Apenas para pontuar historicamente, a Babilônia do tempo de Ezequiel era
marcada pela grave crise social, reinando a violência e a injustiça. Nada
estranho aos dias de hoje.
Se a palavra “profeta” vem do grego “prophetes”, e significa “falar antes”,
Padre Sátiro também é um profeta. E tem sido verazmente um Profeta na
história da UERN e na revolução educacional que ela desencadeou ao longo dos
tempos. Quando eu estava na graduação em Direito, meados dos anos 80, a então
FURRN estava sombreada pela incerteza, ameaçada de extinção. Foi o seu agir
profético, seu protagonismo corajoso que conduziu a extinta Fundação municipal
(idealizada como um redil para uso politico) para a liberdade de uma autarquia
estadual (UERN) fomentadora do saber e agente ativa de transformação social.
Seu prestigio intelectual, sua inatacável condição moral, sua insuspeição de
intenções, sua voz altíssona em defesa da educação, obrigaram ao Parlamento e
ao Poder Executivo do RN em reconhecer a UERN como patrimônio do Estado, isto
em 08 de janeiro de 1987. Para demonstrar que estava ali temporariamente apenas
cumprindo uma missão, no dia seguinte à assinatura da lei, renunciou ao cargo
de Reitor para que o vice, Antonio Capistrano, assumisse.

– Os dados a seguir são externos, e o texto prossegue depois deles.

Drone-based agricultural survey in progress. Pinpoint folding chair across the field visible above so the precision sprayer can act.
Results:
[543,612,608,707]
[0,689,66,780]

No ano em que comemoramos os 30 anos de sua estadualização, a história se
repete... As sombras negras da ignorância e do desserviço à educação querem
destruir a UERN. Escaladamente, a instituição vem sofrendo os mais duros e
insensíveis ataques de toda a sua história, oriundos da gestão do Estado, de
forma direta pelo descaso e ignoração na falta de assistência financeira, ou
indiretamente por áulicos desinformados que pregam a sua privatização ou
extinção. Até uma educadora (tsc, tsc, tsc...) natalense pôs-se contra a
instituição.
Não têm a menor noção essa caterva de néscios sobre a importância da educação como
fator de influência para o crescimento econômico e o desenvolvimento humano.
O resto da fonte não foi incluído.